# Latesail.com and other charter companies



## JohnNewton

I am thinking of chartering a boat this summer. Latesail.com seems to have good rates. Does anyone have any experience with latesail or any other companies to recommend? Thanks for your help.


----------



## Andreas68

John Newton.... 
please be more specific on the sailing area. Most larger charter companies offer boats around the world... so its hard to suggest if no specifications on the sail area exist!
However they do have good prices...


----------



## davidpm

Probably worth bumping this thread. Any one book through ls.
How did it go?


----------



## ChicagoNewport27

I just booked a trip through Latesail for a bareboat charter in the BVI this summer. They are a small-ish company, very friendly. After speaking to them in person at Strictly Sail Chicago, they followed up with me and sent me some quotes. No pressure, just prices and ideas. They sent me about 10 options in all.

Latesail is basically akin to a Expedia/Orbitz/Kayak of the bareboat yacht charter industry, where they broker any unused charter time for a bit of a discount. They have a lowest price guarantee, too. They are incorporated in the UK (England and Wales, I believe), but they list an office in Palm Coast, Florida.

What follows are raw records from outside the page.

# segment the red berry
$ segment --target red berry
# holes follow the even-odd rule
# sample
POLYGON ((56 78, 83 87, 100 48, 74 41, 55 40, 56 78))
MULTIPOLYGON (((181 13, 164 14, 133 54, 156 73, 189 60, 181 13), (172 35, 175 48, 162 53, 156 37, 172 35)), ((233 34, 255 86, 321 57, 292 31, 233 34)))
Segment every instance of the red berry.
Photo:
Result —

Anyway, I dealt directly with Candice Clough at LateSail. She offered me deals from a variety larger companies and smaller companies. I ended up booking a charter deal thru Candice at LateSail for a monohull charter with Sunsail. To make a long story short, you pay through LateSail, then they send you a login to their customer portal, where you download all the contracts and forms that you'll need.

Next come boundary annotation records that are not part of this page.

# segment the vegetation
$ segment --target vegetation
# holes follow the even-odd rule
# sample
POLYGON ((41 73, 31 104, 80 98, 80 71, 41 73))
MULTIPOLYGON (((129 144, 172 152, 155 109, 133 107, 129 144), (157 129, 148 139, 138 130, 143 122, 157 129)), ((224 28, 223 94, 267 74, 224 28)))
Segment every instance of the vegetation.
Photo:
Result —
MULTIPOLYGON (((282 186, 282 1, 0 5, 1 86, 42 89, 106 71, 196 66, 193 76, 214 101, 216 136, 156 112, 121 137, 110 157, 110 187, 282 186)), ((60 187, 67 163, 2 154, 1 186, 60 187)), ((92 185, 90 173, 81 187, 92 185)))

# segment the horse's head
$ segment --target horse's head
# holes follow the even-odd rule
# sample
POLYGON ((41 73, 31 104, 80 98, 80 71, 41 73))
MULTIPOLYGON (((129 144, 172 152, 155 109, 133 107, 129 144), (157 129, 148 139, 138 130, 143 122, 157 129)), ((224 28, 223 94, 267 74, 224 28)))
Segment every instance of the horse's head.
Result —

Ask me again in June how the trip turned out!


----------



## davidpm

ChicagoNewport27 said:


> I just booked a trip through Latesail for a bareboat charter in the BVI this summer. They are a small-ish company, very friendly. After speaking to them in person at Strictly Sail Chicago, they followed
> 
> Ask me again in June how the trip turned out!

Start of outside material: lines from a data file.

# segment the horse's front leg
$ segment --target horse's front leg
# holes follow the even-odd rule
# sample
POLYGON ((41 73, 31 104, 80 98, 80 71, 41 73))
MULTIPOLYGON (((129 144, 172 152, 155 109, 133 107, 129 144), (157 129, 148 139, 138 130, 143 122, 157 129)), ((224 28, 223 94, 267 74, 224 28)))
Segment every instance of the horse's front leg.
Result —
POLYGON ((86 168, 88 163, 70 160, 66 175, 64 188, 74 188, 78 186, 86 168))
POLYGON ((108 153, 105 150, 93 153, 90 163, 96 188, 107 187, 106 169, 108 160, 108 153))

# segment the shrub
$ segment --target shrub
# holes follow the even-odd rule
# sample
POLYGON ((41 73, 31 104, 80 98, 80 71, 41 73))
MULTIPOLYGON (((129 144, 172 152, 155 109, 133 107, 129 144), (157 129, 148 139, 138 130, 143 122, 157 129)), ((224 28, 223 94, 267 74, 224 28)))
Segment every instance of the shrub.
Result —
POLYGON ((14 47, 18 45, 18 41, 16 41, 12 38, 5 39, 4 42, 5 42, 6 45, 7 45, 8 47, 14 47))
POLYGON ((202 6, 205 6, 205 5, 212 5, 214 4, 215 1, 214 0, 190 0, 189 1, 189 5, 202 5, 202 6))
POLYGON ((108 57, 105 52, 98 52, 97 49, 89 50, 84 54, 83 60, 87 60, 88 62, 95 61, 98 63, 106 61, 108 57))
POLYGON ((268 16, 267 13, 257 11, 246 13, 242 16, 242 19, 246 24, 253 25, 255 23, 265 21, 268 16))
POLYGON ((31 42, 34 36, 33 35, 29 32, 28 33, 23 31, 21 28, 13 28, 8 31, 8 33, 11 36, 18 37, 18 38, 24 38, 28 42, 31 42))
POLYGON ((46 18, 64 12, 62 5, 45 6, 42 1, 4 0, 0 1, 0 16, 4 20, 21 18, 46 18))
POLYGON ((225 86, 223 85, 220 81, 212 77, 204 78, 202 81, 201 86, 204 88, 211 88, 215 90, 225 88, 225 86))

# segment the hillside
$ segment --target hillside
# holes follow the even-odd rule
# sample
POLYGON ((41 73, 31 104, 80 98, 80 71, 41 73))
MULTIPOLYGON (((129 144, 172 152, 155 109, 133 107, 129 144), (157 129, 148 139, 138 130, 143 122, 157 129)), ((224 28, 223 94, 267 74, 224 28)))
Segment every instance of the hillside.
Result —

looking forward to your report, sounds like a goog idea


----------



## Tsuma

ChicagoNewport27 said:


> ...
> Ask me again in June how the trip turned out!


So, how was the charter?


----------



## ChicagoNewport27

A M A Z I N G

We WILL be going back again soon! Probably in 2014.

I will post more details soon.


----------



## FarCry

ChicagoNewport27 said:


> A M A Z I N G
> 
> We WILL be going back again soon! Probably in 2014.
> 
> I will post more details soon.


I'm glad you enjoyed my neighborhood.

What was the highlight of your trip?


----------



## Rezz

ChicagoNewport27 said:


> A M A Z I N G
> 
> We WILL be going back again soon! Probably in 2014.
> 
> I will post more details soon.


Looking forward to hearing your report! We here are looking at chartering in the next couple years. Still young and saving for our dreams...


----------



## Minnewaska

ChicagoNewport27 said:


> A M A Z I N G
> 
> We WILL be going back again soon! Probably in 2014.
> 
> I will post more details soon.


How much do you think you saved? It seemed like you still booked months in advance. Do you know which charter company you are getting your boat through, before you commit? Big difference between some, which have relatively new boats and the bottom of the pile.

How about provisioning? Do-it-yourself or was there charter provisioning?


----------



## sachingautham911

They are giving so many offers and discounts for yacht chartering through the website. Specialized in US, UK, Canada and other areas of Europe. Established discounted yacht chartering service.


----------



## drhoward20

sunsail is a pretty good outfit


----------



## Slayer

Chicagonewport....I am calling you out! After all its only been six months! . Please share some details about rates, service, etc. Also, how was the BVI'S in June?


----------



## ChicagoNewport27

Man, sorry gang, I keep forgetting to post my trip report. I'll write up the play-by-play tonight.


----------



## jimgo

Yes, please do! And please let us know more about what you thought of Latesail and sunsail.


----------